Un po’ intimorita dall’esiguità degli indizi in suo possesso, l’impavida Marple si aggrega comunque di buon grado agli altri appassionati di ville e giardini nel tour offertole dall’amico defunto, durante il quale dovrebbe appunto riuscire a entrare in contatto con prima, e a riconoscere poi, i protagonisti di quel dramma di tanti anni prima.
Ed è a questo punto che, complice appunto l’assassinio della signorina Temple, Miss Marple accetta l’ospitalità delle tre sorelle Bradbury-Scott, Clotilde, Anthea e Lavinia: esponendosi all’atmosfera irriducibilmente triste del Vecchio Maniero, la casa di famiglia delle tre (“L’aria era impregnata di una malinconia penetrata troppo profondamente perché la si potesse rimuovere…”) e fornendo all’autrice l’opportunità di tratteggiare l’indimenticabile ritratto di queste ultime (tre donne, tre streghe di shakespeariana memoria, altro tema ricorrente in Agatha, basti pensare a Un cavallo per la strega).
In special modo della prima, l’austera Clotilde: “Una bella donna alta, con i capelli folti e neri… sembrava Clitennestra.

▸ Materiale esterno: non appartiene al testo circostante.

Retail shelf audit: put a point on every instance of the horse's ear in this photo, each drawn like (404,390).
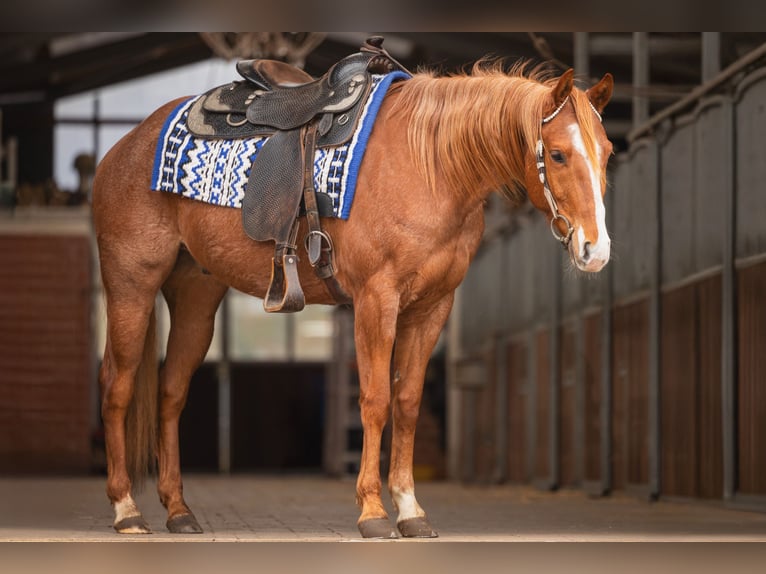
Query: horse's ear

Era il tipo di donna che pareva capace di pugnalare allegramente il proprio marito… solo che Clotilde non si era mai sposata…”.
Ma anche della nervosa, smarrita Anthea dai lunghi capelli grigi, che vorrebbe far rimettere a posto il giardino e soprattutto il rialzo vicino alla serra, da troppi anni sepolto sotto quell’invadente, selvaggia passiflora; e nel frattempo non fa che guardarsi alle spalle “come se temesse che qualcuno la stesse spiando… faceva pensare a un fantasma, oppure a una versione matura di Ofelia…”.
E di Lavinia, l’unica delle tre a essersi sposata ma che adesso, si capisce, è vedova, e vive con le altre due nella magione avita: “grassoccia, cordiale, forse un po’ timida”, non si sa mai cosa pensi e comunque appena può se ne va di casa, rifugiandosi periodicamente in un’altra casetta che ha avuto il buon senso di comprare per sé sola, porto sicuro dalle stranezze delle sorelle.
Nel Vecchio Maniero, in quella casa grande, malandata e molto triste si trova, ben nascosta, la chiave del mistero: e starà naturalmente a Miss Marple riportarla alla luce, liberandola dall’intrico che l’ha avvolta e soffocata per tanti anni, come la passiflora ha invaso e soffocato, con la sua natura esclusivista così simile a quella dell’autoritaria Clotilde, ogni altra giovane pianta del giardino.